Dolayısıyla öğrenci, kişiliği üzerinde kontrol sağlamak için nefes kontrolü yöntemini kullandığında, aynı zamanda kendi iç benliği ve dolayısıyla karakteri üzerinde de kontrol sahibi olur. Bilinci ya da içsel benliği kontrol etmek hem bedeni hem de kişiliği, ve tabii ki bilinçaltını da etkiler. Bu nedenle, nefes almanın düzenlenmesinin her uygulaması, bireyin tezahür eden varlığının tamamına - hem bedene hem de zihne - uygulanır ve uzanır.

Nefes alma - ritim - tüm tezahürlerin temelidir.

Benliğin ritmi, benliğin nefes alması deneyimler tarafından korunur ve kontrol edilir. Yogaya göre, benliğin nefes alması her zaman üç faktöre bağlıdır: yer (yani coğrafi, mekansal, sosyal ve aile durumu; ırk ve cinsiyet bağlılığı vb.) ve ayrıca zaman (zamanın yaşı ve anı). gelişim ve mevcut yaşam yoluyla ulaşılan) ve son olarak sayıyla (yani kazanılan deneyimlerin sayısıyla). Bu faktörler hem kişiliğin hem de içsel benliğin nefes almasını sürdürür ve kontrol eder.

kişinin nefes almasının bilgisine de yol açar ve dolayısıyla nihai sonuç: deneyimler arasındaki bağlantıların ve bunların neden olduğu tepkilerin bilgisine yol açar . Bu derinlemesine bilgi, kendi kendini analiz etmeyle netleşir.

Kendini analiz, kendini bilmenin pratik bir yoludur. Analiz edilen nefes alma, analiz edilen deneyimsel etkiler ve tepkiler, kişiye ­kendi iç benliğinin yapısı hakkında bilgi verir. bu nedenle, karakterlerinin ve bilinçlerinin rolünün yanı sıra, içsel benliğe, yani sonuçta tüm benliklerine, insanın tezahür etmiş tüm varlığına bağlı kişiliklerinin tezahürleriyle tanıştırılırlar. Öte yandan öz farkındalık, kişinin benliğinde meydana gelen değişiklikleri uygun bir şekilde etkilemesine, deneyimlerin etkisini yumuşatmasına, bunların neden olduğu daha büyük dalgalanmalardan kaçınmasına ve tüm bunlar aracılığıyla bir yol sağlar. benliğin ince bölgelerinin nefes alma ritmini azaltmak için - toplamda - müdahaleler.

Deneyimle ilgili olduğu için her türlü nefes alma acıyı içerir, acıya yol açar. Bu nedenle, nefes almanın kontrolü her zaman mutluluk - kurtuluş işareti olarak nitelendirilebilecek ideal durumun gelişmesine katkıda bulunur .

, yaşananların neden olduğu etkilerin ortadan kaldırılmasını veya bunlardan vazgeçilmesini içerdiğinden, bir tür çileciliktir . Kendini inkar etmeden bireysel gelişim olmaz ve olamaz. Kendini inkar etme, bireyin her bakımdan gelişimini kendi içinde destekleyen fiziksel nefes almanın kısıtlanmasında yatmaktadır.

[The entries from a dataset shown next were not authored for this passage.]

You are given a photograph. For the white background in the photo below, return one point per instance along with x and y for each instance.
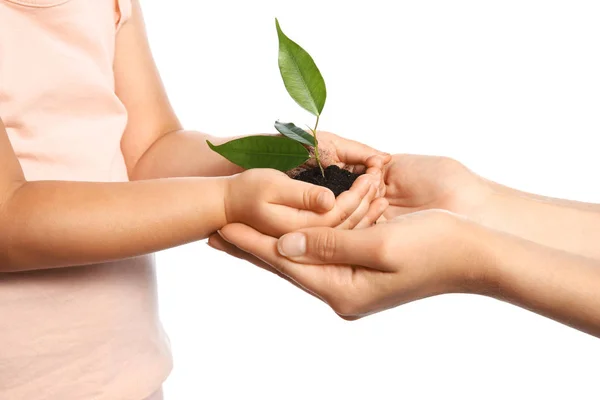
(510, 88)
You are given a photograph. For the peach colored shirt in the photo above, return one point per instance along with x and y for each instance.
(88, 332)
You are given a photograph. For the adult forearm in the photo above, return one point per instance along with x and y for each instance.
(183, 153)
(550, 282)
(54, 224)
(561, 224)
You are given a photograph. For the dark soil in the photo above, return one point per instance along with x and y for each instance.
(336, 179)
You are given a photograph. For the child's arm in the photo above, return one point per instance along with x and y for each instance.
(50, 224)
(154, 144)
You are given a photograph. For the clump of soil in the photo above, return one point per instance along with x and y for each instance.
(336, 179)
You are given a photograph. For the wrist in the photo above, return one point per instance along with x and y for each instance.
(220, 194)
(477, 271)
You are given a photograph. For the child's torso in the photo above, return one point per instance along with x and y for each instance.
(84, 332)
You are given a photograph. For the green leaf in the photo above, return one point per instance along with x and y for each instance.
(290, 130)
(274, 152)
(300, 74)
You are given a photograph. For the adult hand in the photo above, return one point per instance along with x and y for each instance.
(364, 271)
(416, 182)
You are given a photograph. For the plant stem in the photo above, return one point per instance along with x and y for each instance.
(317, 147)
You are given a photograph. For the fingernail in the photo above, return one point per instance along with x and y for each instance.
(362, 184)
(292, 245)
(325, 200)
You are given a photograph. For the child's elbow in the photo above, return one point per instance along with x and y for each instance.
(8, 227)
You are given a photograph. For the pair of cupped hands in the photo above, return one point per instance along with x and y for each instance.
(396, 236)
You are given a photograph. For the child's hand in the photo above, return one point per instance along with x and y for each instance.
(363, 271)
(272, 203)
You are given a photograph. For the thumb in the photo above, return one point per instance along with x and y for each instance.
(332, 246)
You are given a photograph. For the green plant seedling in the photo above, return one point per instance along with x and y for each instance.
(306, 86)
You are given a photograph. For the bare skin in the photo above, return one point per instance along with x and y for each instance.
(179, 192)
(537, 253)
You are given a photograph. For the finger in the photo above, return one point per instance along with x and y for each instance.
(376, 210)
(377, 173)
(347, 202)
(264, 247)
(333, 246)
(360, 212)
(354, 153)
(304, 196)
(217, 242)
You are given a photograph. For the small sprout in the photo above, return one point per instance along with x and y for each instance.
(306, 86)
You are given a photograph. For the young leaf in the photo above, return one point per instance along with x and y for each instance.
(293, 132)
(300, 74)
(263, 152)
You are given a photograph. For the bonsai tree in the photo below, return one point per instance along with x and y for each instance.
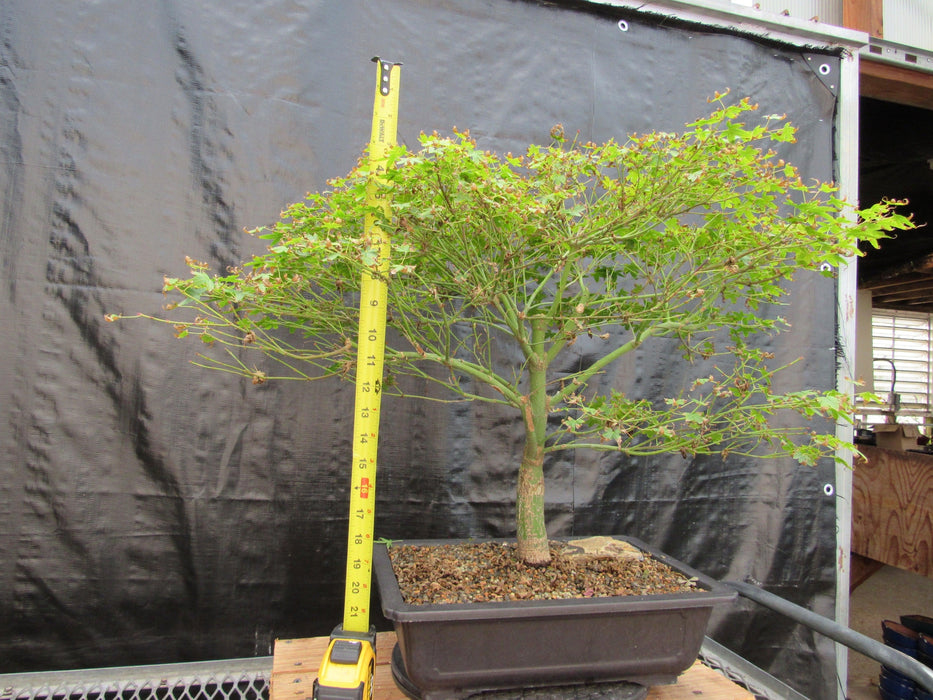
(686, 236)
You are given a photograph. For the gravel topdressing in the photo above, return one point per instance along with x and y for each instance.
(489, 571)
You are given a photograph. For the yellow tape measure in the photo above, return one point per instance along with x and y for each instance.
(370, 352)
(349, 663)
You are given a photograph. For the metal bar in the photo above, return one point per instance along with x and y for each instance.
(913, 669)
(759, 682)
(898, 55)
(846, 157)
(748, 20)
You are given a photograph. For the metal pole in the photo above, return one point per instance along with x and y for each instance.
(913, 669)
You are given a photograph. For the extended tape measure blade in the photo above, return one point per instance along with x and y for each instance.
(369, 370)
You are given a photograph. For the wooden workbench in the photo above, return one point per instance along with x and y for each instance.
(295, 662)
(892, 509)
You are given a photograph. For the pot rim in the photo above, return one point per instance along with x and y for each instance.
(395, 608)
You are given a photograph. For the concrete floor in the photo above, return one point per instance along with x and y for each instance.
(886, 595)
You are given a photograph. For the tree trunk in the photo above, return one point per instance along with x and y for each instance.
(529, 502)
(530, 526)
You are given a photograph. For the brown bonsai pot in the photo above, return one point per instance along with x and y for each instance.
(454, 650)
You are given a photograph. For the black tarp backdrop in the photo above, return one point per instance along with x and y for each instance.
(153, 512)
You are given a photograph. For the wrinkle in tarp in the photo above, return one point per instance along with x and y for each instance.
(153, 512)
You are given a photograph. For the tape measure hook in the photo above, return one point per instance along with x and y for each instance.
(385, 72)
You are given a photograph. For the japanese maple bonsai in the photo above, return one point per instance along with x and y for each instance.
(681, 235)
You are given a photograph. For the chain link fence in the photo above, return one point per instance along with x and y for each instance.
(238, 679)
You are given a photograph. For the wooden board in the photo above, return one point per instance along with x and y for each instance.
(892, 509)
(295, 663)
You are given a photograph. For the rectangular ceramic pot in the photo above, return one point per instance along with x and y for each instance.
(452, 648)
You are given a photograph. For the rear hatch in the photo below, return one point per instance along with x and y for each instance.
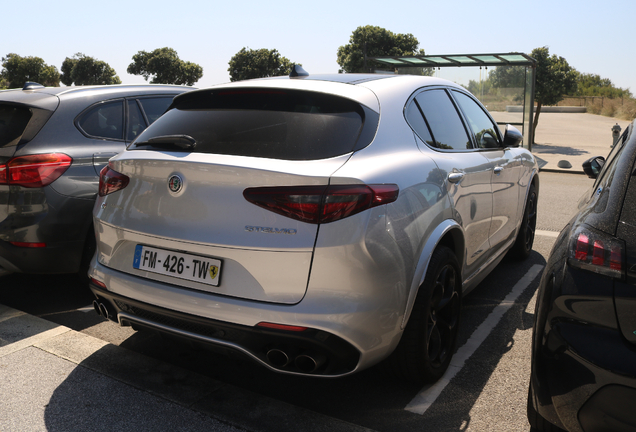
(190, 177)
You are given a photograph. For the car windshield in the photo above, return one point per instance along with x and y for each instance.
(277, 124)
(13, 122)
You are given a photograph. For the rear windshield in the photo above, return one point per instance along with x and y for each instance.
(277, 124)
(13, 122)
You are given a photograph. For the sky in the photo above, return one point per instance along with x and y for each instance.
(594, 37)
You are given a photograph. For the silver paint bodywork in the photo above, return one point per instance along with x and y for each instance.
(357, 277)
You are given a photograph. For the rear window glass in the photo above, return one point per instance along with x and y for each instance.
(13, 122)
(277, 124)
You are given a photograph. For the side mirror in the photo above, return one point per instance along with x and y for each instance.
(593, 166)
(512, 137)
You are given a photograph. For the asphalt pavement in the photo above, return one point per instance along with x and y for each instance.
(53, 378)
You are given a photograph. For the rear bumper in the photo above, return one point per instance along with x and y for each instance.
(64, 258)
(583, 370)
(41, 215)
(308, 352)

Akciğerlerle nefes almak en kaba nefes alma şeklidir. Ancak tüm nefes alma türleri içsel olarak ilişkili olduğundan, fiziksel nefes alma ritmindeki bir değişiklik aynı zamanda tüm ince nefes alma ritminde de bir değişiklik gerektirir. Örneğin, günlük yaşamda bile, sadece nefesi geri tutarak bilinç ve dikkat odağının nasıl geliştirilebileceğini gözlemleyebiliriz. İç çekmek - şiddetli nefes verme - sadece bedenin rahatlamasına değil, aynı zamanda duyguların da rahatlamasına yol açar.

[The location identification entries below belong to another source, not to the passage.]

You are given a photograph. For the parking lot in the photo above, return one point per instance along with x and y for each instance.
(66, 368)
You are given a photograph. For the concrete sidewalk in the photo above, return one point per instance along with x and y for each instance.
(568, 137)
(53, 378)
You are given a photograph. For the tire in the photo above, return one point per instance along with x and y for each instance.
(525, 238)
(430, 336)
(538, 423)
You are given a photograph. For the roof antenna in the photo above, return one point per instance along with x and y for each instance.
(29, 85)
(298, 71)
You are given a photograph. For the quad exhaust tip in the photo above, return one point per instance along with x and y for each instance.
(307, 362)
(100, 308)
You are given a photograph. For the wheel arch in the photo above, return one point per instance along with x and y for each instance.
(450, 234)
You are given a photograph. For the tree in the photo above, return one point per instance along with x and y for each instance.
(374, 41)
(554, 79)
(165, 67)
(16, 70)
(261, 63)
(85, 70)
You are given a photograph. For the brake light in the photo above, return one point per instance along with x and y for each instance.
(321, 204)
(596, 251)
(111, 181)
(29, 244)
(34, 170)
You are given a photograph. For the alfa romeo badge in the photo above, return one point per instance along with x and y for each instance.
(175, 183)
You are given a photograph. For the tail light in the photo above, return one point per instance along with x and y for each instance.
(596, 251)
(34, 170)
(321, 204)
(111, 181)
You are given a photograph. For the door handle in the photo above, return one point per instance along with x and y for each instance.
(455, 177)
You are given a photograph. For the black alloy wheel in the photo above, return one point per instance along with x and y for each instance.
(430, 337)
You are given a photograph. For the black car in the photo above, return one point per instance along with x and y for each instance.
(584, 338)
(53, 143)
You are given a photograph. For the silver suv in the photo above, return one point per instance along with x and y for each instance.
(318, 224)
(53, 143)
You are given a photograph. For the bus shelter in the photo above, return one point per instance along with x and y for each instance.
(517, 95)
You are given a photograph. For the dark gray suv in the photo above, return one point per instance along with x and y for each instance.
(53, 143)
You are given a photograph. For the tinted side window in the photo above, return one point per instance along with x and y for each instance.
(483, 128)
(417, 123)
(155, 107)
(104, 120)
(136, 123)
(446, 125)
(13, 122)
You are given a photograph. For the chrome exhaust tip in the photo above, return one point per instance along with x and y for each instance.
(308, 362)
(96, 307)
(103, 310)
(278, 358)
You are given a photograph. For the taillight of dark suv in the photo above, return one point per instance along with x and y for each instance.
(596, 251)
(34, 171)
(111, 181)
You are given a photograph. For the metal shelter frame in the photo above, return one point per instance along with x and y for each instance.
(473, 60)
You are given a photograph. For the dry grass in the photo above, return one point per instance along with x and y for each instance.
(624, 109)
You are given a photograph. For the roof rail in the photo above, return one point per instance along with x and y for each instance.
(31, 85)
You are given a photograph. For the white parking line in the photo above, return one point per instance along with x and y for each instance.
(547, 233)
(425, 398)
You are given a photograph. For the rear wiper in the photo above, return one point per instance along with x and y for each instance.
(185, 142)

Nefes almak her zaman küçülme yani sakatlanma sürecidir, nefes vermek ise yogaya göre doyum, onaylanma sürecidir. Yoğun bir nefes almayla kişi, sanki onu kaybetmiş gibi alışılmış dünyasından kurtulur ve yeni izlenimler edinebilir hale gelir. Ve yoğun nefes vermeyle, şu anda dengeli bir varoluş hissi, sakinlik bulabileceğiniz temeli yaratırsınız.

Özel egzersizler - kapalábháti , vb. - Ani ve şiddetli nefes verme uygulaması tavsiye edilir. Amaçları ve sonuçları büyük ölçüde iç çekmeyle aynıdır, yani gerginliğin serbest bırakılması ve bedenin ve zihnin geçici olarak rahatlaması.

Bununla birlikte, çeşitli ince alanların nefesi ve ritmi - ne kadar yakından ilişkili olursa olsun - zaman açısından tamamen paralel olamaz. Her fiziksel nefes alma periyodunu birkaç saniye uzatan veya kısaltan aynı ritim değişikliği, içsel benlikte örneğin saatler veya günler süren değişiklikler yaratabilir. Tüm alanlar için - beden, kişilik, bilinç vb. - Temel ritmi farklı olduğundan, gerçekte nefes eğrileri iç içe geçer, çoğu zaman birbiriyle kesişir ve zaman zaman yaşamdaki iniş çıkışların toplanmasına ve tıkanmasına yol açar.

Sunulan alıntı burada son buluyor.